On the other hand, mind-altering parasite that makes you try to get other people to eat you?

... Nevermind. I may have been on the Internet too long.

BooNL
2009-11-24, 03:18 AM
Considering that a lot of diseases we were once more or less resistant to (like Aids for example, not a human disease in origin), it wouldn't surprise me that we might at some point be receptable to something like rabies.

Also, scary stuff all this :smalleek:.

Logalmier
2009-11-24, 12:26 PM
I thank God for antibiotics and flamethrowers.

"Run! It's the Mind Worms!"
"Use your flame guns on them!"

Asbestos
2009-11-24, 02:44 PM
Considering that a lot of diseases we were once more or less resistant to (like Aids for example, not a human disease in origin), it wouldn't surprise me that we might at some point be receptable to something like rabies.

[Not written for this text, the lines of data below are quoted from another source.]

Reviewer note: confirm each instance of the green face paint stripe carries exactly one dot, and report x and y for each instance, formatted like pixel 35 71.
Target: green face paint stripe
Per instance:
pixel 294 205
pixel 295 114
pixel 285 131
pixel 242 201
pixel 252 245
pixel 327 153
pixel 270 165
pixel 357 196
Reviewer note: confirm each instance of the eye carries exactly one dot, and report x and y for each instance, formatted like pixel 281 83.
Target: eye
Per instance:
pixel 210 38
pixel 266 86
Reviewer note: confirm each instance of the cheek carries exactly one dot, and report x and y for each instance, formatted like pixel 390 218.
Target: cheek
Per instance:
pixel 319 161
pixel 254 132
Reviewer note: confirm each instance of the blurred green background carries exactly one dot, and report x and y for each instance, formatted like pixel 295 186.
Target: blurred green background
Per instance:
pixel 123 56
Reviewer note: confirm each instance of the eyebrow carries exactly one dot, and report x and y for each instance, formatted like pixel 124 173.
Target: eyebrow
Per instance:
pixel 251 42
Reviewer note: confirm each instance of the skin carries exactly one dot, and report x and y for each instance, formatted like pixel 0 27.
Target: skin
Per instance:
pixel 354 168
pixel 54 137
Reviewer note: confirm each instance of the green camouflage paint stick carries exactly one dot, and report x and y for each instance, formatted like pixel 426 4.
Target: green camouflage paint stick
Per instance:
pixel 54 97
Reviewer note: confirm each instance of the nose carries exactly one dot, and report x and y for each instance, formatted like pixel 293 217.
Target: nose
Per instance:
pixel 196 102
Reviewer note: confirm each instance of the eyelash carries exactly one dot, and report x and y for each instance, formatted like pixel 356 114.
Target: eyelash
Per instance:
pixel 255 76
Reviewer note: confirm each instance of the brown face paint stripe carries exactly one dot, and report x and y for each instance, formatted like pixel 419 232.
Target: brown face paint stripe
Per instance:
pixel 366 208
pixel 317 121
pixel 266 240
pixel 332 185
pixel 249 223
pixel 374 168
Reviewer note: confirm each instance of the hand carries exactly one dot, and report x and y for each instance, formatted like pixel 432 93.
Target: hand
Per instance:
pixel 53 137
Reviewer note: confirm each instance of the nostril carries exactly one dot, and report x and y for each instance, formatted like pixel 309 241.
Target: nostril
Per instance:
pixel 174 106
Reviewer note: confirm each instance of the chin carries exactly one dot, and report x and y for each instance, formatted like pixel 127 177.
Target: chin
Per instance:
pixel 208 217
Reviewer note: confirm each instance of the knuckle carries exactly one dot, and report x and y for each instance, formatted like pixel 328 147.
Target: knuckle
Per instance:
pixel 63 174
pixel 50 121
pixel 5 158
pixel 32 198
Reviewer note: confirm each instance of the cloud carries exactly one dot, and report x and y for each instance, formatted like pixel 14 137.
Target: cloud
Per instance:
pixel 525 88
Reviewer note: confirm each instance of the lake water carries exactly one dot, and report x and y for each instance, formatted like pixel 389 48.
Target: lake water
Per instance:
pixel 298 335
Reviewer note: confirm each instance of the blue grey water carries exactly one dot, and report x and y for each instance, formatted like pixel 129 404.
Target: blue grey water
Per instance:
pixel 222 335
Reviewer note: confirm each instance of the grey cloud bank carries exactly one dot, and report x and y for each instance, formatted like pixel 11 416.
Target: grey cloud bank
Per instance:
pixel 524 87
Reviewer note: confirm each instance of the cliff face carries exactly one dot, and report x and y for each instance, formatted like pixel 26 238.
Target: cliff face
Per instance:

Also, scary stuff all this :smalleek:.
People can already get rabies. But generally it'll incapacitate us (and kill us) before we go all bitey. HIV is an example of an emergent disease, something that only recently has mutated in just the right way to infect humans. The longer we're around and the more places we are... the more likely more diseases are to emerge. So, really, its all a matter of time until something crazy happens like human brain worms.

Starbuck_II
2009-11-24, 03:35 PM
What is really scary is Feline Leukemia affecting humans.
The scary part about feline version?
Some versions are contagious. Yes, your cat can pass it on to other cats by saliva, tears, urine, etc. If it is possible to spread it: it will be spread.
#1 killer of felines. If it ever is acceptable to a human to be permissive (rights signals on surface, etc): it will be worse than any other virus.

mikeejimbo
2009-11-24, 03:47 PM
Hey, they mentioned my University! :smallbiggrin:

Anyway, I really assume it's just a matter of time before a zombie apocalypse. *pats his shotgun*

Asbestos
2009-11-24, 05:39 PM
What is really scary is Feline Leukemia affecting humans.
The scary part about feline version?
Some versions are contagious. Yes, your cat can pass it on to other cats by saliva, tears, urine, etc. If it is possible to spread it: it will be spread.
#1 killer of felines. If it ever is acceptable to a human to be permissive (rights signals on surface, etc): it will be worse than any other virus.

That's easy enough to contain via quarantines and it depends on the virulence. I'd be more worried about airborne stuff.